One day last October I drove up the Hudson through corridors of brilliant foliage to Hyde Park, New York, where Franklin D. Roosevelt was born a century ago, and where the memory of his personality and his Presidency is preserved in the vast holdings of the Franklin D. Roosevelt Library. There I asked to see Dr. William Emerson, the director—and in less than half an hour I was sitting beneath the low ceiling of a soundproof room while Raymond Teichman, the curator of the audiovisual department, played me a private presidential conversation secretly recorded in the Oval Office of the White House more than forty years ago.

The remarkable story of how the FDR recordings were first discovered, why they were made, and what they reveal is told in the special section beginning on page 8. Rut what is perhaps most remarkable about them is what they have to say about the openness and integrity of American scholarship. It would have been entirely understandable if Dr. Emerson and his staff had dragged their feet in getting out this story in an effort to protect “their” President. After all, no one knew what the recordings might reveal when the project began.
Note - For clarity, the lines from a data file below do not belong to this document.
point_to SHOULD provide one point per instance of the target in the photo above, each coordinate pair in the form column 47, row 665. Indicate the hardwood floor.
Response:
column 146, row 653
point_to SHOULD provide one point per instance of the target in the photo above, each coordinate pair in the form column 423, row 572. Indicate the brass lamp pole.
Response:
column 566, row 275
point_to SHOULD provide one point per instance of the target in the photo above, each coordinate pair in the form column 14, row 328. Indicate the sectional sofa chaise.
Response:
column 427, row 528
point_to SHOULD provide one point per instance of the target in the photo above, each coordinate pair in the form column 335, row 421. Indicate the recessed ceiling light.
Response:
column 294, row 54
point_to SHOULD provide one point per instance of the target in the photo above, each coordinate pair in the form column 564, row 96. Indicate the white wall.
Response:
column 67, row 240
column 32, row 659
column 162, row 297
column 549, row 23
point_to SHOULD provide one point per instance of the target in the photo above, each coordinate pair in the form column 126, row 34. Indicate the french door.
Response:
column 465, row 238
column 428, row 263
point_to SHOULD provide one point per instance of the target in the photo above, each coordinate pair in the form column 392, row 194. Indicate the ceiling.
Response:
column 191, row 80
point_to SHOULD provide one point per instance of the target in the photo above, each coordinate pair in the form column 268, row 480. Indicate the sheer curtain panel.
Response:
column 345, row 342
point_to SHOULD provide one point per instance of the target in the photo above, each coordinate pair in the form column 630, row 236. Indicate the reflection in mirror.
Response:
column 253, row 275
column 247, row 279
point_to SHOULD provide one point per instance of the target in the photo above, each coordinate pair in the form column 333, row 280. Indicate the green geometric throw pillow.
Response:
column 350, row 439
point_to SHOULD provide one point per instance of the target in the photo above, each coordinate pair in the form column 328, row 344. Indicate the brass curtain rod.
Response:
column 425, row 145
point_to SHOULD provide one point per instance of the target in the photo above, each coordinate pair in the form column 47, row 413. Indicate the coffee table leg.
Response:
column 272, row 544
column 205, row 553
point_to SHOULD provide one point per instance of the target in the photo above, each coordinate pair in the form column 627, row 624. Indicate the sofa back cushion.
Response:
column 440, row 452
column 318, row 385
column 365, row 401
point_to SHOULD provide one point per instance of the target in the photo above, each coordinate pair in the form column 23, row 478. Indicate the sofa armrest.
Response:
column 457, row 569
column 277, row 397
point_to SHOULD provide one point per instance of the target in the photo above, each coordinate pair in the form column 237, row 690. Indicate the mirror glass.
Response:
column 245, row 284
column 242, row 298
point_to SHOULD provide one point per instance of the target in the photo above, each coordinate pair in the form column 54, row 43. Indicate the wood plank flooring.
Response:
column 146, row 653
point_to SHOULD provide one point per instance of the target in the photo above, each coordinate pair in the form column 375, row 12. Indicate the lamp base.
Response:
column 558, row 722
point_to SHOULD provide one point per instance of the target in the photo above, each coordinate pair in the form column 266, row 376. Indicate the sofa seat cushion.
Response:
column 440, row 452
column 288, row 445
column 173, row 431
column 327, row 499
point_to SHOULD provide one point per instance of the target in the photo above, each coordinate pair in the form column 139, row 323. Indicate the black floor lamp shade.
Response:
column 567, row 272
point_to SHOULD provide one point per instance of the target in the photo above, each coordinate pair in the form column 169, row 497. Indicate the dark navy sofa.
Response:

Instead, they could not have been more cooperative: they were as interested as we were in obtaining the most precise possible transcripts and in providing the correct historical context for them.

Dealing with archives in totalitarian countries is a very different proposition; if secret recordings of Soviet leaders, for example, were stored within the Kremlin walls, it seems at best unlikely that any objective journalist would be permitted anywhere near them. Such archives are little more than “mortuaries,” the historian Herbert Feis has written, “which only licensed embalmers are allowed to enter.”

But American scholarship remains free and full of life, and nothing could better underscore its fundamental strength than the canny, powerful lilt of Franklin Roosevelt’s voice.

Deciphering what that voice has to say has been an extraordinary experience. Bit by bit, repeated listening has begun to restore its meaning: a phrase that has sounded like “dear God’s own sake” through twenty repetitions suddenly becomes “as Jack Garner would say”; a half-heard reference to “Daugherty” turns a gossipy anecdote into a potential political scandal.

This is history at its most immediate—literally in the making—and we take special pleasure in being able to share it now with you.